I just finished reading the Bell Jar by Sylvia plath. I had never considered reading this book before. I thought that Plath was purely for literary intellects who had nothing better to do but sit in coffee shops with their books, looking important. I quite like the book so far though. It reminds me of how I often think. There are particular paragraphs in it so far that I have enjoyed for various reasons.
"There is something demoralizing about watching two people get more and more crazy about each other, especially when you are the only extra person in the room.

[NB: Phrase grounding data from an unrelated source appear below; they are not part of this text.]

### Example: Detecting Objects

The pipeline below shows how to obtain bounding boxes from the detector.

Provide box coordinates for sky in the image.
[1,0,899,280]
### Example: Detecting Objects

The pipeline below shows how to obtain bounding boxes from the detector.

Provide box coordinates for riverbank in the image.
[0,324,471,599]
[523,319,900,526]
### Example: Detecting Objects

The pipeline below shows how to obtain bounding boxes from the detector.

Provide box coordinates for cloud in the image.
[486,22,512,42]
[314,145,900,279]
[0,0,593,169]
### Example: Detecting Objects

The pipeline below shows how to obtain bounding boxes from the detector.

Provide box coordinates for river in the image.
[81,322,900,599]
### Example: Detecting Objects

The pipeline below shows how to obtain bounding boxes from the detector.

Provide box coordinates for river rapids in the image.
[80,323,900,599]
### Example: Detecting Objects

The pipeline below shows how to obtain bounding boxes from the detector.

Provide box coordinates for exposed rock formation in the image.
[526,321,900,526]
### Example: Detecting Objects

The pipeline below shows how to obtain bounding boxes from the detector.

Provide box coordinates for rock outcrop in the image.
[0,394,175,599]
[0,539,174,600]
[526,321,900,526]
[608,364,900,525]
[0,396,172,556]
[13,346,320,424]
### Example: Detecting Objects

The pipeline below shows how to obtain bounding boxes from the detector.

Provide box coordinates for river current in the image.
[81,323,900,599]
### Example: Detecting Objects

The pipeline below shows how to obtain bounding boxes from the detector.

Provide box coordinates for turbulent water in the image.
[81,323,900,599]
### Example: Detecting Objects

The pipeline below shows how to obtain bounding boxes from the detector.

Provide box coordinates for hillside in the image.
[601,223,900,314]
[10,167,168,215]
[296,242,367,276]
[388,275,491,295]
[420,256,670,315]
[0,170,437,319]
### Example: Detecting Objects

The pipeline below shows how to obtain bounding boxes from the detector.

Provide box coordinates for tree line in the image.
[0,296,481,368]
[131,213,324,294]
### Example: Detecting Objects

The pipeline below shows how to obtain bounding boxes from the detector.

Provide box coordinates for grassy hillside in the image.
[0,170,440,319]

It’s like watching Paris from an express caboose heading in the opposite direction – Every second the city gets smaller and smaller, only you feel it's really you getting smaller and smaller and lonelier and lonelier, rushing away from all those lights and that excitement at about a million miles an hour"
This pretty much sums up how I feel when I look at everyone else, my friends around me, people in the street, all couples. It's as though the whole world has been paired off and they left an odd one out. It's like when you get put into pairs in your lectures and there's one left over and you end up with the teacher. It seems the same with relationships. I have to sit here, watching my friends with their loves and complete strangers holding hands and whispering in each others ear, making me feel invisible. It's like some secret society I desperately want to be a part of. I sit around watching all of the pairings hoping that there is someone feeling as lonely and desolate as I do, some mildly attractive, most likely boring man that I have to settle for because the normal dating rules don't apply to me.
"I opened the door and blinked out into the bright hall. I had the impression that it wasn't night and it wasn't day but some third interval that had suddenly slipped between them and would never end"
My haven. The time in which people know the least about each other. When we are merely silhouettes in the tarnished light of the sky. Eyes connect with each other from across a croweded room. A time where we are able to dissolve into the atmosphere and forget we exist.